Apache Geode is an open-source, in-memory distributed database designed to support transactional applications with the demand for low latency and high concurrency.
Geode was first developed by GemStone Systems in 2002 under the name "GemFire" and used in financial services providers including major Wall Street banks. In 2010, GemStone Systems was acquired by VMWare. In 2013, Pivotal was spun out of VMware and took GemFire with it, and in 2015 they outsourced the project to Apache Incubator as "Geode". Finally, in November 2016, the Apache Software Foundation (ASF) announced that Apache Geode has graduated as a Top-Level Project (TLP).
By default, Geode supports Snappy compressor, and users are allowed to use their customized compressor by region. When compression is enabled in a region, all the values in memory will be compressed, and they will be decompressed when they are read from the cache.
For a partitioned region, all the updates on a specific key will be routed to the primary Geode member serializable.

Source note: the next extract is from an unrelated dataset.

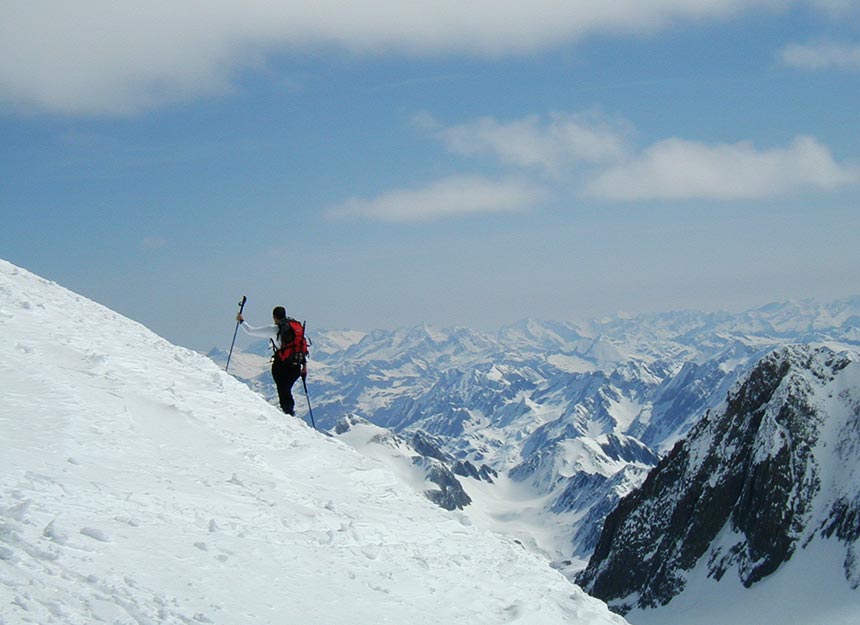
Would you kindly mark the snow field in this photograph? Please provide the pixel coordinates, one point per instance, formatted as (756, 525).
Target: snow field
(140, 484)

For a replicated region, as long as a member hosts the region, it can update the key and propagate it to other members. The consistency is retained by storing the version stamp and the Geode member ID which last updated the entry in each entry of a region. The version stamp will get incremented each time an update for that entry appears. When an update message is received, the Geode member/client will compare the version stamp of the update message to the one in the local cache. If the former one is larger, the member/client will perform the update and update the version stamp information. When the update message has the same version stamp as the local cache, the one with the higher member ID will be kept. The concurrency control of non-replicated regions and client cache is similar to the way in replicated regions.

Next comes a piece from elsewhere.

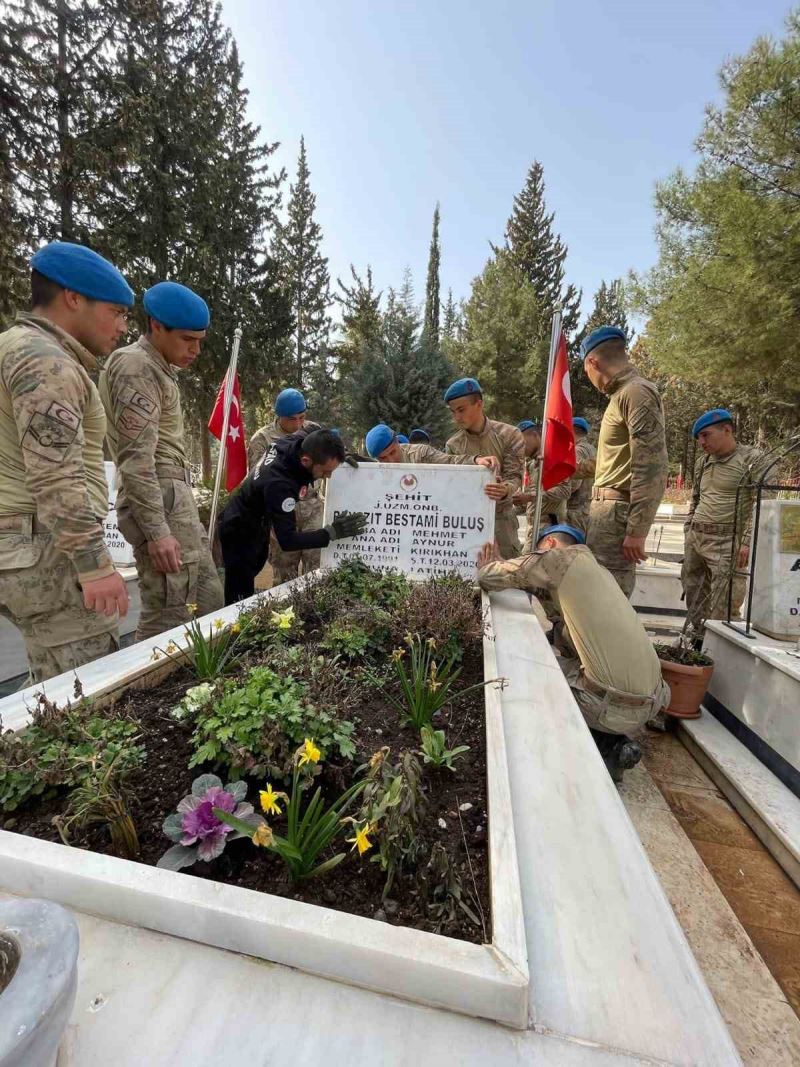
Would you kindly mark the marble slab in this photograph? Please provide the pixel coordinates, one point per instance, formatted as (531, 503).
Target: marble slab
(489, 981)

In a Geode distributed, system, caches are defined as an abstraction that describes the node of the in-memory storage for the data. Each cache contains regions, which data is stored in the form of key-value pairs. So caches are similar to the construct of databases and regions are similar to tables in a relational database.
Although Geode doesn't support foreign keys, it provides a similar function called data colocation to store related data entries that have the same ID from different data regions into one single member. For example, the Geode system contains one customer records region and one customer orders region and they are related to each other through the customer.
By using colocation, users can maintain all records and orders information for a customer in a cache of a single member, which will be used by all operations regarding this customer only.
Geode uses hashCode() on the key to mapping a data entry to a specific position in the region, and the key is hashed by a fixed number of buckets.
Geode supports repeatable read isolation. By default, the transactions are isolated at the thread level. So other threads can't see the changes made by one thread of a transaction until the commit begins. But after the commit begins, in the cache the partial results of the transaction are now visible to threads who visit the changing data, which could lead to dirty reads.
Users can prevent dirty reads and acquire a strict isolation model by setting "-Dgemfire.detectReadConflicts=true".
Geode supports Object Query Language (OQL) to query region data. Although OQL and SQL share many syntactical similarities, they differ a lot, such as OQL doesn't support aggregation functions, it supports querying on complex object graphs, and by default, OQL queries on the value of the region rather than the key, etc.
Geode also supports query index hints to filter on the specified index by adding "
Geode follows the in-memory data grid (IMDG) outline. But it also has a disk store module to deal with data overflow and persistence. With the disk store, users can export data to disk when memory usage becomes too high or to persist data as a backup copy.